9 Sep 2002 (updated 9 Sep 2002 at 01:36 UTC) »

Went geocaching this afternoon. Strangely, found out afterwards that the last cache I logged on the website was exactly one year ago today. Must be something about September weekends.

One of those deals where for the last half-mile or so you're wondering what the heck you've gotten yourself into. Seemingly nobody around for miles - if something happened (I dunno, wild dogs, fall in a hole, killed by drifters), they'd probably not find your body for years.

Then, as I'm walking along - just a little spooked, my cellphone rings, and it's my mom wanting to know if I wanted to go out for dinner since my grandma was in town. I had to explain that I was out-of-town, and couldn't make it - but didn't get into details about exactly where I was at the moment.

Modern life and technology sure are strange sometimes - there I was, in the middle of nowhere, taking a phone call that sounded exactly the same as it does at home.

Anyhow, found the cache, but no pencil to write in the log with though :( , made it out alive.
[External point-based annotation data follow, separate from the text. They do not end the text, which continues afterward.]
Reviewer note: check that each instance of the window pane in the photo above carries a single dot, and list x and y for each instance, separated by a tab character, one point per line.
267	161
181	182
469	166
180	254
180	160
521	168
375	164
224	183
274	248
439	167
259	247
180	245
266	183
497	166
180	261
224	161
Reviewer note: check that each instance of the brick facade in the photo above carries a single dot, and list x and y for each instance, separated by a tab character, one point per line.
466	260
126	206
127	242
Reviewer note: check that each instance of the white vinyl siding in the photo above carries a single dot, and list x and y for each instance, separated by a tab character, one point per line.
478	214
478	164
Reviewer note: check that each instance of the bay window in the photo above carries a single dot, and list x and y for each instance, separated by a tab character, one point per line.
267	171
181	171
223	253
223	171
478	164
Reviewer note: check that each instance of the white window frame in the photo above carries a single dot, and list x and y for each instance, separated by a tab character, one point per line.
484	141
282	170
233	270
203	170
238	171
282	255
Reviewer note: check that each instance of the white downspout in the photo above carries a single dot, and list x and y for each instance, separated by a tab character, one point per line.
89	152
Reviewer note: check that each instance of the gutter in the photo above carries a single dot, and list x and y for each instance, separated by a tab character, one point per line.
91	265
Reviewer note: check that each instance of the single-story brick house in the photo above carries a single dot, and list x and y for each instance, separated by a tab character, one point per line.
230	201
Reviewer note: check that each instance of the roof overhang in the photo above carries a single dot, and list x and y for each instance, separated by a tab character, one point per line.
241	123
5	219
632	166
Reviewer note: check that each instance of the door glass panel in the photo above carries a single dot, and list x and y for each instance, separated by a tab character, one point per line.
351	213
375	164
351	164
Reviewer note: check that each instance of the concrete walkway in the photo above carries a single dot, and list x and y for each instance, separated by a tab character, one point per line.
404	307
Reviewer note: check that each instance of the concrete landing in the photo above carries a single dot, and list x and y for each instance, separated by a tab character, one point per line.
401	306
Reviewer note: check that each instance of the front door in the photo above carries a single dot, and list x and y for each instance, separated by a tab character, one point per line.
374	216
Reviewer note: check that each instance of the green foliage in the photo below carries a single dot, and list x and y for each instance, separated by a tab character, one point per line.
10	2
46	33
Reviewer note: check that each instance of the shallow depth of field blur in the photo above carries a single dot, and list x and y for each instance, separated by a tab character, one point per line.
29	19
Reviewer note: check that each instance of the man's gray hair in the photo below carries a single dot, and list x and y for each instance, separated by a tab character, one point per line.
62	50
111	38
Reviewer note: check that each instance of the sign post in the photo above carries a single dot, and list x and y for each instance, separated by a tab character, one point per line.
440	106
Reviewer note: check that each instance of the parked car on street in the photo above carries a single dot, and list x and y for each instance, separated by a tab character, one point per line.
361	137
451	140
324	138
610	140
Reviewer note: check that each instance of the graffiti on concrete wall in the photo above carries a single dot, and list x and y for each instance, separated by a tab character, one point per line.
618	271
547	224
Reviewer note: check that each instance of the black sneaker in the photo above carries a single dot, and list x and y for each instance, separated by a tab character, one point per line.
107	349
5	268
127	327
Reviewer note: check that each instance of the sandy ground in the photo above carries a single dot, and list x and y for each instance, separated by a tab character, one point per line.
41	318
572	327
Will try to remember to bring a walking stick to fend off wild dogs with next time (and a pen).

1 Sep 2002 (updated 1 Sep 2002 at 16:27 UTC) »
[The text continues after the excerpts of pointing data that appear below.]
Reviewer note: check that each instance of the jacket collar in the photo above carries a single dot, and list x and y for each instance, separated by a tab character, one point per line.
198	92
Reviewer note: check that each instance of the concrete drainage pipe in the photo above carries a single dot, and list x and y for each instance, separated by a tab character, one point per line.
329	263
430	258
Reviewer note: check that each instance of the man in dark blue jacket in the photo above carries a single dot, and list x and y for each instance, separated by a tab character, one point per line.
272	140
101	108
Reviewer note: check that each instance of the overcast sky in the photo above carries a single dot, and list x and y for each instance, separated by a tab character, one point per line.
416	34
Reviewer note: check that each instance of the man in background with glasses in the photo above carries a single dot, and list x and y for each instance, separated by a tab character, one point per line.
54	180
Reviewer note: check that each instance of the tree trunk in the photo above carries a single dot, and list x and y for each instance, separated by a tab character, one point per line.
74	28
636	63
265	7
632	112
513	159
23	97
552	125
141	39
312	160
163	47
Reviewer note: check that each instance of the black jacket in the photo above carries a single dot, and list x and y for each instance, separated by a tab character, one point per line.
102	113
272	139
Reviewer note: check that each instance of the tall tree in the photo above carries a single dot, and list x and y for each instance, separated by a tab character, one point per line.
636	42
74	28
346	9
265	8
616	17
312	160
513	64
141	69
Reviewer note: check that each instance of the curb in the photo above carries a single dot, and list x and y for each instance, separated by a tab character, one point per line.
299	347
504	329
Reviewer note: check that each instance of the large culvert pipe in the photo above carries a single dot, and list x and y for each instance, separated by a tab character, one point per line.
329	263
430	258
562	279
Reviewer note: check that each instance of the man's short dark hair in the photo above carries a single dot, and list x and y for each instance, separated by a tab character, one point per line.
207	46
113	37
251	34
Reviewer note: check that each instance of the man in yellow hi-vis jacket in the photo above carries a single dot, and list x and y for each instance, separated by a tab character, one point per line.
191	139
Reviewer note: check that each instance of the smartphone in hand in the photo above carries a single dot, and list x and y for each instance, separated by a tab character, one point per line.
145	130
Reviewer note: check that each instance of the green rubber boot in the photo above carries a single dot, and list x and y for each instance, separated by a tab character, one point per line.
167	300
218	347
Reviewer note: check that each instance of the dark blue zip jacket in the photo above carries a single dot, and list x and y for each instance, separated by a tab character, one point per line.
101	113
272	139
There's been a lot of talk lately about fighting spam, but I've been wondering lately about the problem of e-mail viruses.

At work we're getting a steady 200-300 Klez-infected e-mails a week, and it's been that way ever since it first hit. It seems like it's never going to stop - people just don't ever get a clue. And that's just one particular virus - as soon as a new and better one comes around, people will fall for it all over again.

Virus Relays

Maybe the thing to do is to start fighting e-mail viruses the way you fight spam - by identifying "virus relays" and blacklisting them. Eventually ISPs would have to implement virus scanning on their SMTP servers, and would push the problem back to the edges of the network where the actual infected machines would have to be cleaned up and better-protected if they wanted to ever send any e-mail.

I know that's pretty impractical, but I suppose you could still try identifying "virus relays" and periodically send them reports of how many infected emails were received from their system, and suggest they do something about it rather that just blindly passing the problem along.